O especialista realça, por isso, que «não é recomendável» prescrever este tipo de medicamentos, no caso dos mais novos, por estarem em crescimento. «Não será a última das alternativas, mas com certeza que não é a primeira», destaca
As “guidelines” internacionais para perturbações de ansiedade recomendam, por outro lado, a psicoterapia como primeira intervenção, assim como a utilização de inibidores seletivos de recaptação da serotonina, «um outro tipo de substância psicotrópica que não dá dependência nem alterações cognitivas», explica.
No caso concreto dos pacientes que consomem antidepressivos ou ansiolíticos, o médico esclarece que é habitual realizar um «controlo» à medida que as receitas são solicitadas.
«Estou atento ao tempo que eles (os pacientes) pediram anteriormente (os medicamentos) e assim vou vendo se estão a consumir em excesso», diz Ricardo Alves, adiantando que, caso tal aconteça, procura propor-lhes alternativas.
Ricardo Alves lembra que a prescrição deste tipo de medicamentos não é passada sem antes conversar com os pacientes. «Muitas vezes quando encaminhamos para o apoio psicológico, é preciso treinar estratégias de “coping” para lidar com a depressão ou com a ansiedade», explica.
PRESCRIÇÃO
LETÓNIA É PAÍS COM MAIOR CONSUMO DE MEDICAMENTOS
De acordo com o estudo “European School SurveyProject on Alcohol and Other Drogs (ESPAD)”, em 2015, os países com maiores percentagens de consumo de medicamentos com receita médica foram a Letónia (16%) e Portugal(13%).

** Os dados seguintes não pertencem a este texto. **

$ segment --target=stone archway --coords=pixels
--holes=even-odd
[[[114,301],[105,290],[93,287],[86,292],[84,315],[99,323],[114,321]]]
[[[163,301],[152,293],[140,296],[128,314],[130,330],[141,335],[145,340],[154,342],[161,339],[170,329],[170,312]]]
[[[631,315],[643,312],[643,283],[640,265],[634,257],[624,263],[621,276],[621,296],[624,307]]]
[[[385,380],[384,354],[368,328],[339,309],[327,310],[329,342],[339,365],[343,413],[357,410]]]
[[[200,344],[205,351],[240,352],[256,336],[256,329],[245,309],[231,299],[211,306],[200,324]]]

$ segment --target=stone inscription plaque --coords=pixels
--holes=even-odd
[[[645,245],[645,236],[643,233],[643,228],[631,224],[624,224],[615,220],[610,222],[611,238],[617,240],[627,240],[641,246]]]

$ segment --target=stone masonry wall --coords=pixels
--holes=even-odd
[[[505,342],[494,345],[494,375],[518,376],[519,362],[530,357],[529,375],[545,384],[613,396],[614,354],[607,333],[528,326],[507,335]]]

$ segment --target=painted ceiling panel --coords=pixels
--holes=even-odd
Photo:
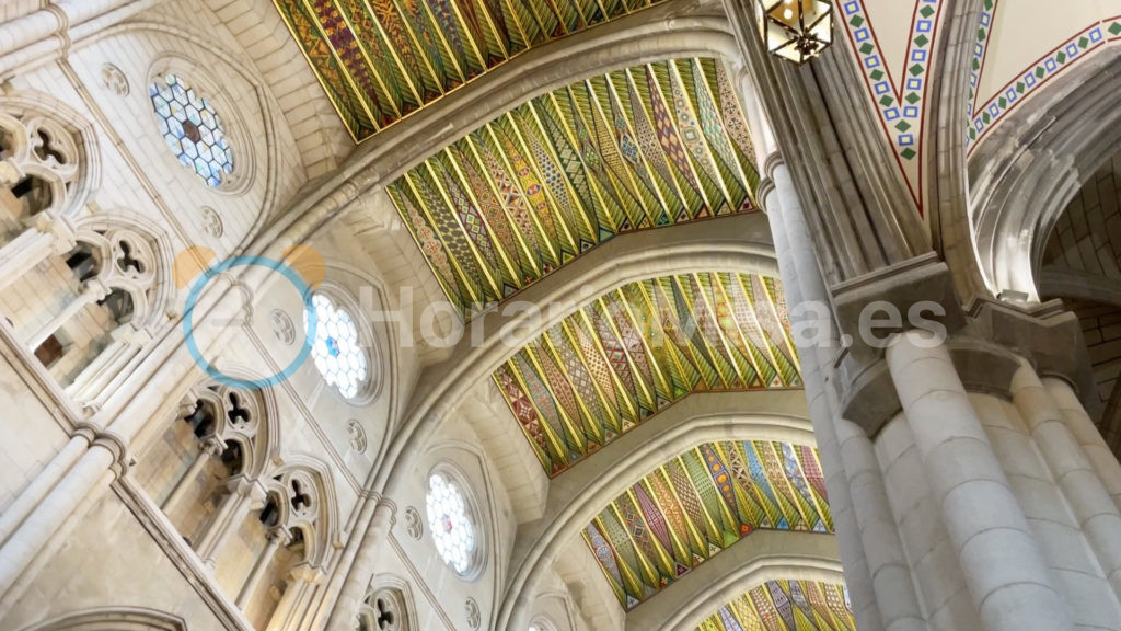
[[[1040,20],[1040,15],[1048,19]],[[970,74],[966,147],[1058,74],[1121,42],[1121,1],[984,0]]]
[[[493,376],[550,476],[693,392],[802,387],[781,286],[728,273],[624,285]]]
[[[759,529],[833,532],[813,448],[765,441],[702,445],[617,497],[584,529],[584,539],[630,610]],[[812,612],[802,615],[815,620]]]
[[[355,140],[518,53],[660,0],[274,0]]]
[[[470,319],[617,235],[754,210],[753,155],[723,66],[676,60],[534,99],[389,193]]]
[[[842,0],[837,19],[881,128],[923,212],[923,139],[935,38],[945,0]],[[906,37],[900,37],[906,34]]]
[[[844,585],[769,580],[721,607],[697,631],[856,631]]]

Quanto ao consumo do mesmo tipo de medicamentos sem receita médica, destacaram-se a Polónia (17%) e a República Checa (16%).
ADOLESCENTES
MUITOS TRANQUILIZANTES MENOS ÁLCOOL E DROGAS
O último estudo europeu sobre o álcool e outras drogas sem meio escolar revela que os adolescentes portugueses estão a fumar, a beber e a ficar alcoolizados com menos frequência. As conclusões apontam, por exemplo, que 37% dos jovens com idades entre os 15 e 16 já experimentaram tabaco, enquanto 19% consome correntemente - menos que os 22% da média europeia. No álcool, 71% admitiram que beberam pelo menos uma vez no último ano, tendo diminuído bastante o número de embriaguezes (28%).